Die Sprache lebt. Ständig werkelt an ihr ein Geist mit einem Werkzeug in Gestalt eines winzigen, gekrümmten Häkchens. Er hat uns Susi’s Hundesalon beschert und Otto’s Würstchenstand und was der bedeutenden Institutionen mehr sind.

Und weil es so schick zu sein scheint, dieses S mit Apostroph, breitet es sich weiter aus. Movie’s und Birdie’s und Room’s sind in gewissen Milieus längst zur Regel geworden und demonstrieren, dass die durch massenhaften Gebrauch offenbar sanktionierte Schlechtschreibung weiter auf dem Vormarsch ist. Jedes Häkchen ziert den Schreiber und verleiht ihm einen Hauch von Weltläufigkeit: Die Ami’s machen’s ja auch so.

Kurz: Die Sprachverwilderung in deutschen Landen ist unübersehbar. Und sie wurde zum erfolgsträchtigen Thema. Jedes Kind weiß heute dank Bastian Sick, dass „der Dativ dem Genitiv sein Tod“ ist. (Nebenbei gefragt: Warum spricht heute eigentlich niemand mehr von Eike Christian Hirsch und seinen kritischen, von Einfällen sprühenden Texten in „Deutsch für Besserwisser“?)

Aber nicht nur Hirsch und Sick mit seiner mittlerweile zweibändigen (und zunehmend belehrend ausgerichteten) Auflistung nehmen sprachliche Unarten aufs Korn. Man schaue nur ins Netz. Mit wunderbarem Elan, sagenhaftem Fleiß, wissenschaftlicher Akribie und stets auch einer gehörigen Portion Wut im Bauch werden da abwegige Entwicklungen der deutschen Sprache gegeißelt. Zu den bevorzugten Objekten gehört eben jene sich geradezu epidemisch verbreitende Lust (oder ist es vielmehr ein zwanghaftes Verhalten?), einen Apostroph an jede nur denkbare Stelle eines Wortes (und nicht nur dorthin) zu setzen – so wie der Rüde keine Gelegenheit auslässt, sein Bein zu heben.

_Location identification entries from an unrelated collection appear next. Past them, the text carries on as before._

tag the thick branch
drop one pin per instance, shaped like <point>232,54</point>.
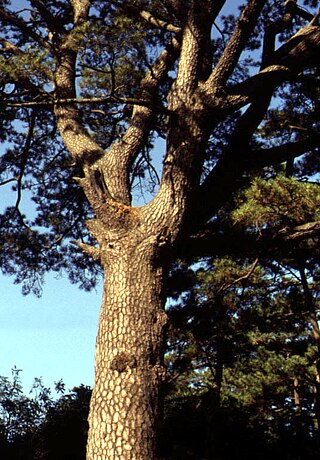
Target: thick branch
<point>116,165</point>
<point>236,44</point>
<point>23,27</point>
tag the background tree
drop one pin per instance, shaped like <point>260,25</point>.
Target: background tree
<point>63,93</point>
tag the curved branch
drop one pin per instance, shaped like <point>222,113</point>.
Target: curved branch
<point>236,44</point>
<point>21,25</point>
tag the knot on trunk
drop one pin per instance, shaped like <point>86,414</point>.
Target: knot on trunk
<point>122,362</point>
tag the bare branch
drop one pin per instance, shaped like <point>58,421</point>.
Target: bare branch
<point>236,44</point>
<point>21,25</point>
<point>149,17</point>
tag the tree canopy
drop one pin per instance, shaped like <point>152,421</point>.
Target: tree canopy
<point>134,129</point>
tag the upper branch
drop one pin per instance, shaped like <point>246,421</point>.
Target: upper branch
<point>236,44</point>
<point>23,27</point>
<point>116,165</point>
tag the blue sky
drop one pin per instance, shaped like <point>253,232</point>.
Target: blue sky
<point>52,337</point>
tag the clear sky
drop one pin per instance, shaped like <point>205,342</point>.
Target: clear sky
<point>52,337</point>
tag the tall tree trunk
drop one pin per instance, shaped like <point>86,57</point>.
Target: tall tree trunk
<point>129,354</point>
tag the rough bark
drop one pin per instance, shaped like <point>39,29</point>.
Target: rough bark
<point>129,352</point>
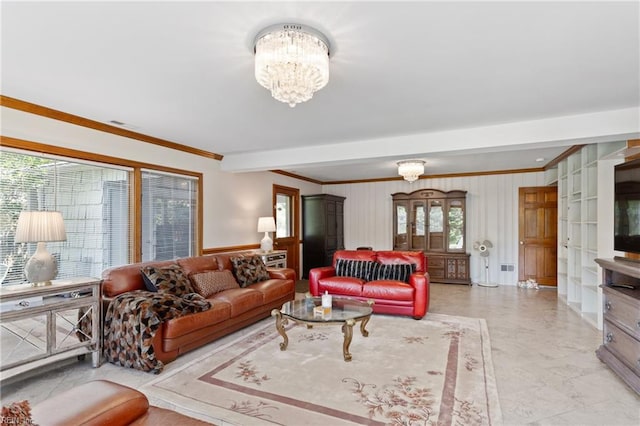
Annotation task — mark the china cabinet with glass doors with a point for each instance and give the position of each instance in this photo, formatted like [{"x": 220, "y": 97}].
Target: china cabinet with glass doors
[{"x": 434, "y": 221}]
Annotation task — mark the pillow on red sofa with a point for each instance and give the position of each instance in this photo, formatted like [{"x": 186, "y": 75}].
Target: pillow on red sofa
[
  {"x": 208, "y": 283},
  {"x": 353, "y": 268},
  {"x": 396, "y": 272}
]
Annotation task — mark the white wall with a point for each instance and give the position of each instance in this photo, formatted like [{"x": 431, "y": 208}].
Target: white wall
[
  {"x": 492, "y": 213},
  {"x": 232, "y": 201}
]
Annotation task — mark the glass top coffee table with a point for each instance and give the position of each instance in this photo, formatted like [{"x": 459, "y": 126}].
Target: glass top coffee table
[{"x": 309, "y": 311}]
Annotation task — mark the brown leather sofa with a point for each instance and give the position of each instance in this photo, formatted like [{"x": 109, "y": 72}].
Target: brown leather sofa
[
  {"x": 390, "y": 295},
  {"x": 230, "y": 310},
  {"x": 102, "y": 402}
]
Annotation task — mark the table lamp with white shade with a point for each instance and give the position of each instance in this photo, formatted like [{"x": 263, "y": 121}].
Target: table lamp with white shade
[
  {"x": 40, "y": 227},
  {"x": 266, "y": 225}
]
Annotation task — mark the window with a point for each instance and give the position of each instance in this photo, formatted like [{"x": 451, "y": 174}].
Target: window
[
  {"x": 95, "y": 202},
  {"x": 284, "y": 214},
  {"x": 168, "y": 216}
]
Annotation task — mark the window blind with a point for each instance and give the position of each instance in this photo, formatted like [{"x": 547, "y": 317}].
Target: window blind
[{"x": 93, "y": 199}]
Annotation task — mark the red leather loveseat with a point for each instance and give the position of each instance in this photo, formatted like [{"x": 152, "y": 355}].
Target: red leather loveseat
[{"x": 397, "y": 281}]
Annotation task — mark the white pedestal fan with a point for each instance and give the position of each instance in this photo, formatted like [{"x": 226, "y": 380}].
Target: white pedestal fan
[{"x": 483, "y": 247}]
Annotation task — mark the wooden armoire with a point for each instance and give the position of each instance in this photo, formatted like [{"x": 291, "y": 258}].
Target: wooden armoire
[
  {"x": 322, "y": 229},
  {"x": 434, "y": 221}
]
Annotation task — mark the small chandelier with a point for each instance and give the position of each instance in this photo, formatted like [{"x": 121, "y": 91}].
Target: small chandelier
[
  {"x": 410, "y": 170},
  {"x": 292, "y": 61}
]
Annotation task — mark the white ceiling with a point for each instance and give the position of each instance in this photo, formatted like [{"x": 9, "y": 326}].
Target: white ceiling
[{"x": 473, "y": 86}]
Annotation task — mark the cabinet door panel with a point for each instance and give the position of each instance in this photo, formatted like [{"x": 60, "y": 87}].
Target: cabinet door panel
[
  {"x": 455, "y": 225},
  {"x": 418, "y": 225},
  {"x": 401, "y": 226},
  {"x": 436, "y": 225}
]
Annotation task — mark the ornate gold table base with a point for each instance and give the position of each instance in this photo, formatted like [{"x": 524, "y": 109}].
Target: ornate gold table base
[{"x": 347, "y": 329}]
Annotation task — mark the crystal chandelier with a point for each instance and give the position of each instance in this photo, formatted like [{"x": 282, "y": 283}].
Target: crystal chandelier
[
  {"x": 410, "y": 170},
  {"x": 292, "y": 61}
]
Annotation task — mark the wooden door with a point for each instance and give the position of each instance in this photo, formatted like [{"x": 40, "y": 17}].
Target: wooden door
[
  {"x": 286, "y": 211},
  {"x": 538, "y": 226}
]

Pari’s schießt den Vogel ab

Da ist im Netz beispielsweise ein veritables „Kapostropheum – Die Kapostroph-Gruselgalerie“ eingerichtet www.apostroph.de mit rund 30 „Links zu verwandten Seelen“ als da sind „Die Apostroph-S-Hass-Seite“, „Der Deppenakzent“, „Deutschland’s dümm’ste Apostrophe“ und so manche Seite mehr, die zu Belustigung wie auch Staunen und Entsetzen Anlass gibt. Man klickt sie an und denkt nur noch: armes Deutsch(land)! In einem Wettbewerb der Scheußlichkeiten schoss Pari’s den Vogel unter den Missbildungen ab.

An kaum schlimmeren Beispielen fehlt es nicht. Die’s und Das gibt einem Räts’el auf: Wer setzt all die Büro’s, Room’s, Test’s und Link’s, die Auto’s und Single’s als Highlight’s einer neuen Orthografie in die Welt? Ich würde niemal’s mit Osterhas’i und ihren Friend’s im Bahnhof’s-Imbiss Schwein’swürst’l essen. Ist das O’K? Und die weitere Frage: Wann wird der Duden einknicken und unter dem Druck massenhaften Auftretens zumindest einige dieser Formen sanktionieren?

In der Gruselgalerie finden sich übrigens auffallend viele Beispiele aus München. Man muss annehmen, dass sich dort Einheimische wie Zugereiste einbilden, besonders „boarisch“ zu schreiben, wenn sie im Land der Maderl’n und Schmankerl’n den Deppenakzent setzen.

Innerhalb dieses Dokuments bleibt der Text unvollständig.